A Leitura Rítimica em Duras
O Amante é um conjunto de palavras em que você, lendo, deve sentir os sons das palavras
A francesa Marguerite Duras tem o senso rítmico da construção das frases para impor a este ouvido surdo do leitor (o sujeito que se sente o ritmo sonoro pelos olhos) praticamente uma música em palavras. É quase como se lêssemos em voz alta: mesmo sem abrir a boca. Duras opera por reiterações, sabemos todos desde o texto que ela escreveu para Hiroshima, meu amor (1958), o clássico cinematográfico de Alain Resnais. “Tu viste tudo em Hiroshima” e “tu nada viste em Hiroshima” são as frases que os interlocutores alternam em cena de maneira insistente. A ensaísta norte-americana Pauline Kael se irritou com este processo. “Jamais entendi por que os escritores acham que a repetição cria uma atmosfera lírica ou aumenta a profundidade do significado”, anota Kael. E depois, citando-se apenas como uma personagem de suas próprias divagações, a crítica americana se exaspera: “Tudo bem, já entendi da primeira vez, vamos em frente com isso.” Insensibilidade de Pauline para as coisas francesas? Não estamos falando de um espectador eventual ou destreinado para o pensamento cinematográfico. O que ocorre ali é simplesmente um dos mais notáveis conflitos em matéria de percepção estética.

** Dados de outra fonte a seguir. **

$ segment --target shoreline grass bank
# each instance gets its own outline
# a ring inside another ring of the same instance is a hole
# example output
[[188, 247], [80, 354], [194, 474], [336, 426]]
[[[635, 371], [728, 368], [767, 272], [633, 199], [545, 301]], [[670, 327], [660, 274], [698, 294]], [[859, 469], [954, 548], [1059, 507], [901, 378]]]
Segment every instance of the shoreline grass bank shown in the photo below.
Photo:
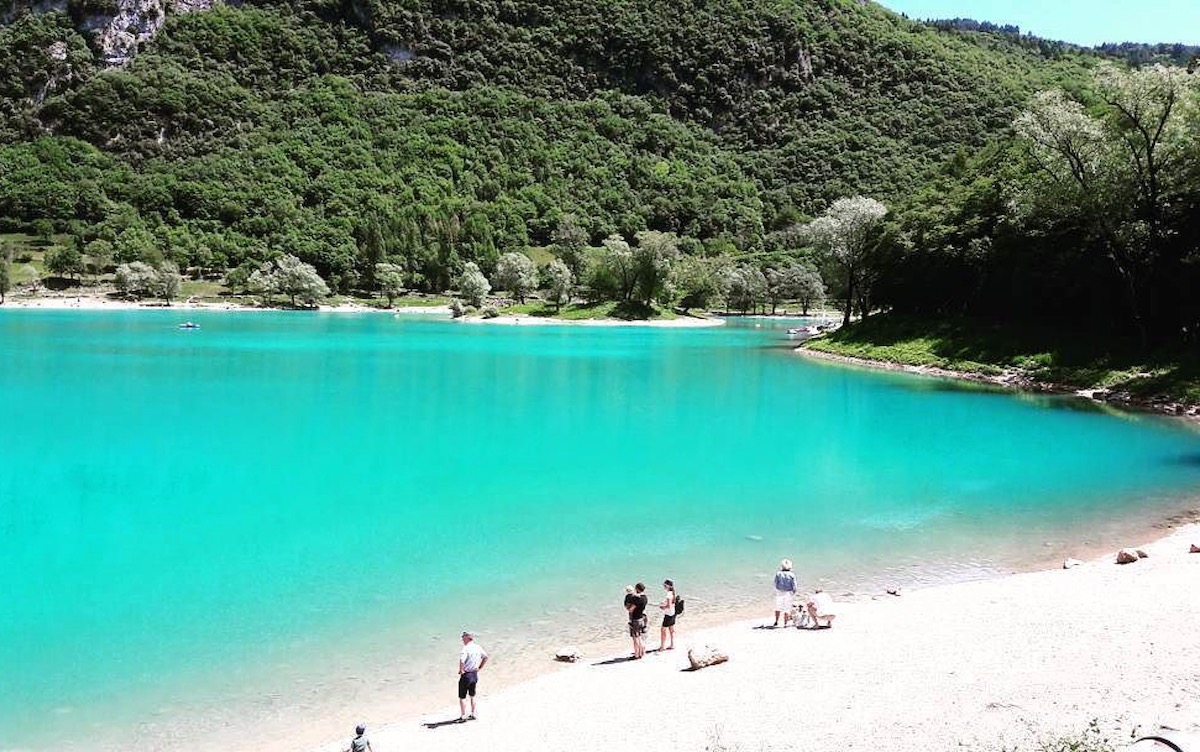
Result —
[[796, 352], [1200, 419], [1200, 357], [1144, 353], [1133, 342], [1094, 334], [878, 315], [807, 340]]

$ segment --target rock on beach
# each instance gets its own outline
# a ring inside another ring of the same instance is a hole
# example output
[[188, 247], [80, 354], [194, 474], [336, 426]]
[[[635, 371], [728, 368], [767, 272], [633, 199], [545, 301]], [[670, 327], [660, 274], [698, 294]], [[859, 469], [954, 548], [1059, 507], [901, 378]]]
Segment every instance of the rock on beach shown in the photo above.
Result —
[[1118, 564], [1132, 564], [1133, 562], [1137, 561], [1139, 558], [1140, 557], [1138, 556], [1138, 552], [1132, 548], [1122, 548], [1120, 551], [1117, 552], [1117, 563]]

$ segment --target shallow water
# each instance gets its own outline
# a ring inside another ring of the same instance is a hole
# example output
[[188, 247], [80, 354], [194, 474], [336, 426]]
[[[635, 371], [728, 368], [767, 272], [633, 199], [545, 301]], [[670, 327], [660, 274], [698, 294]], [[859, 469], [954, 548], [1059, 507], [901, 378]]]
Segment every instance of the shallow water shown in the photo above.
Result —
[[784, 555], [986, 576], [1200, 479], [1180, 424], [808, 362], [794, 322], [187, 316], [0, 311], [0, 749], [308, 744], [452, 698], [463, 627], [519, 676], [628, 582], [700, 618]]

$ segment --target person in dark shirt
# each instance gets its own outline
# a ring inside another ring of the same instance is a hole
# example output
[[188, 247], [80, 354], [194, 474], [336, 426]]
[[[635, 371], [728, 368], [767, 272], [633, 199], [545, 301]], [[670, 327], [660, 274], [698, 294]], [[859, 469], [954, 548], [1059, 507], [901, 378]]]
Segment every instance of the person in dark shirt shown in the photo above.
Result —
[[629, 612], [629, 636], [633, 639], [633, 657], [642, 658], [646, 655], [646, 606], [650, 596], [646, 595], [646, 586], [642, 583], [634, 585], [632, 593], [625, 595], [625, 610]]

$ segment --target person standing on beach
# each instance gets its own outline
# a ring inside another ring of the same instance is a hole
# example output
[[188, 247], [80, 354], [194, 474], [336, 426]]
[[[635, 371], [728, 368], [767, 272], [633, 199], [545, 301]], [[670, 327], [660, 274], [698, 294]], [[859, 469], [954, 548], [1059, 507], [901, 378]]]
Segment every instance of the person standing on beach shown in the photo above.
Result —
[[633, 657], [646, 656], [646, 606], [650, 597], [646, 595], [646, 586], [638, 583], [633, 586], [633, 595], [625, 596], [625, 610], [629, 612], [629, 636], [633, 638]]
[[[664, 650], [675, 649], [675, 583], [670, 580], [663, 580], [663, 590], [667, 591], [666, 597], [658, 607], [662, 609], [663, 619], [662, 628], [658, 631], [658, 652]], [[667, 645], [667, 634], [671, 635], [671, 644]]]
[[636, 598], [637, 598], [637, 596], [633, 594], [633, 585], [626, 585], [625, 586], [625, 604], [624, 604], [625, 623], [626, 623], [626, 628], [629, 629], [629, 637], [633, 640], [633, 657], [634, 658], [637, 657], [637, 636], [634, 635], [634, 633], [633, 633], [633, 613], [630, 611], [630, 608], [632, 608], [633, 605], [635, 603], [637, 603]]
[[775, 623], [779, 626], [779, 614], [783, 614], [783, 626], [787, 626], [792, 618], [792, 601], [796, 597], [796, 575], [792, 574], [792, 560], [784, 559], [779, 562], [779, 571], [775, 573]]
[[[458, 720], [475, 720], [475, 688], [479, 684], [479, 672], [487, 665], [487, 651], [475, 642], [470, 632], [462, 633], [462, 652], [458, 655]], [[467, 715], [467, 696], [471, 697], [471, 714]]]

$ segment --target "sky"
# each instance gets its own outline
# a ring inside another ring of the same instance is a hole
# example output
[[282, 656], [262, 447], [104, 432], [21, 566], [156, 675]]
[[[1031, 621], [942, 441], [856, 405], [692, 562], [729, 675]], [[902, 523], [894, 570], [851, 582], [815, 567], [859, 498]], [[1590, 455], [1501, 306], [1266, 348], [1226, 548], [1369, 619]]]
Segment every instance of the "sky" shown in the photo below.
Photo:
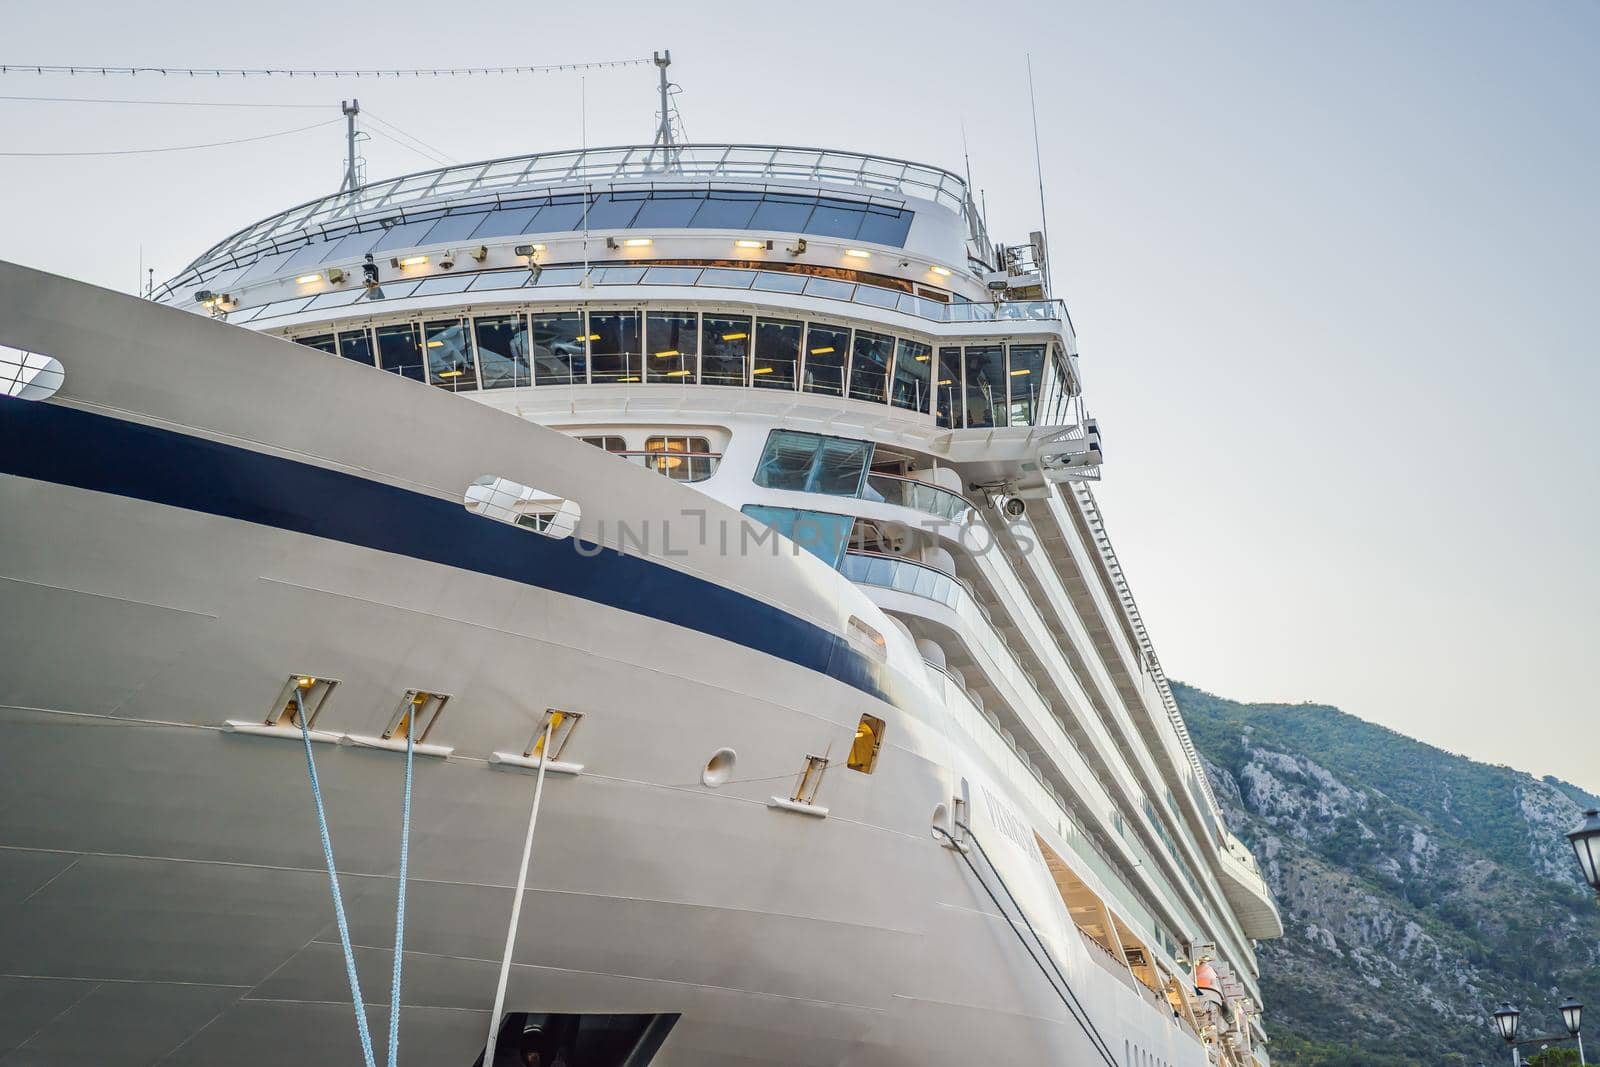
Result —
[[[960, 171], [964, 138], [1014, 241], [1040, 218], [1031, 55], [1057, 295], [1106, 443], [1096, 492], [1169, 676], [1600, 789], [1600, 5], [0, 0], [0, 24], [0, 63], [670, 48], [691, 139]], [[342, 98], [383, 135], [376, 179], [433, 165], [395, 128], [451, 160], [648, 141], [654, 82], [0, 75], [6, 97], [230, 105], [0, 99], [0, 258], [159, 282], [336, 188]]]

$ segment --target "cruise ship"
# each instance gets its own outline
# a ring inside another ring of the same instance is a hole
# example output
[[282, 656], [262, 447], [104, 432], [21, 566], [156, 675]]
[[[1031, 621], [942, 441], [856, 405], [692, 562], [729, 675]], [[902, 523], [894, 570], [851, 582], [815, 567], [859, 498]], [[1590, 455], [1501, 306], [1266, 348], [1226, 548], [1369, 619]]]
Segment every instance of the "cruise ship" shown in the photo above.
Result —
[[356, 178], [0, 263], [0, 1061], [1269, 1063], [1040, 234], [670, 131]]

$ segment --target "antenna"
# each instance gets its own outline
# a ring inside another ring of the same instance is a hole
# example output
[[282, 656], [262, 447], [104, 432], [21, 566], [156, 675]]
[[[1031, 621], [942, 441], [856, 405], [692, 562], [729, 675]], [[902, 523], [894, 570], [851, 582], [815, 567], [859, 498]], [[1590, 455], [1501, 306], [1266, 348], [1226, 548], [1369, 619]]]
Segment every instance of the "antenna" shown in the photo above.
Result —
[[1039, 105], [1033, 95], [1033, 53], [1028, 61], [1028, 110], [1033, 113], [1033, 169], [1039, 176], [1039, 229], [1044, 238], [1044, 255], [1039, 265], [1044, 268], [1044, 291], [1050, 295], [1050, 216], [1044, 210], [1044, 160], [1039, 155]]
[[671, 101], [667, 99], [672, 83], [667, 81], [667, 68], [672, 66], [672, 49], [663, 52], [651, 52], [650, 58], [656, 61], [656, 69], [661, 72], [661, 122], [656, 126], [656, 144], [662, 148], [672, 147], [672, 110]]
[[341, 100], [339, 108], [344, 112], [344, 181], [339, 185], [341, 193], [353, 193], [361, 188], [361, 176], [356, 168], [356, 116], [361, 114], [361, 101]]

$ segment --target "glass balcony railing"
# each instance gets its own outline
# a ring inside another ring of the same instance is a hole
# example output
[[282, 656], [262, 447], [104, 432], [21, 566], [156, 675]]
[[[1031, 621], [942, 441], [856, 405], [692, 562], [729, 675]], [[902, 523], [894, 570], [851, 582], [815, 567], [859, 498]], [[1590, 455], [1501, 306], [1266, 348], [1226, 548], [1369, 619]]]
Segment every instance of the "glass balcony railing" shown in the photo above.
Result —
[[972, 505], [959, 493], [894, 474], [868, 474], [867, 482], [861, 488], [861, 499], [915, 508], [952, 522], [972, 509]]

Parto deste contraponto entre dois grandes espíritos do século XX, Pauline Kael e Marguerite Duras, dois cérebros femininos extraordinários que souberam lidar com a palavra como poucos, mesmo que para fins diversos em sua aparência, para dizer que a base da excelência duma novela como O amante (L’amant; 1984) é este amor de Duras à reiteração, à repetição de palavras e expressões e situações e construções sintáticas que se vão dispondo na página quase como se uma mão invisível como uma brisa movesse tudo. Aparentemente é um livro simples, sem as experimentações e exigências que Duras costumava exibir em seus livros e filmes; Índia song (1974), um filme realizado dez anos da escritura de O amante, é um exemplar do difícil contato da arte de Duras com o grande público; perto de Índia song o que fez Resnais com o texto da grande escritora tem muito mais saída comercial. Ao contrário, O amante acabou encontrando o grande número: por esta aparência de simplicidade das frases e por este perfume de escândalo (algo bem francês) que envolve uma jovem branca no início da adolescência e um madurão amarelo. Este encontro da literatura de Duras com uma plateia mais ampla perturbou os analistas de sua escrita. No entanto, é bom ressaltar que a simplicidade de O amante se abre para cavernas complexas do ser, a partir de suas flutuações narrativas, e que as descrições sexuais trazidas por Duras têm uma intensidade metafórica ou mesmo simbólica que nasce deste próprio processo de reiterar criativamente os episódios narrativos, assim como faz com as construções narrativas. Como na música, que o texto de Duras emula, os motivos tornam em momentos diferentes para completar o entendimento e a percepção.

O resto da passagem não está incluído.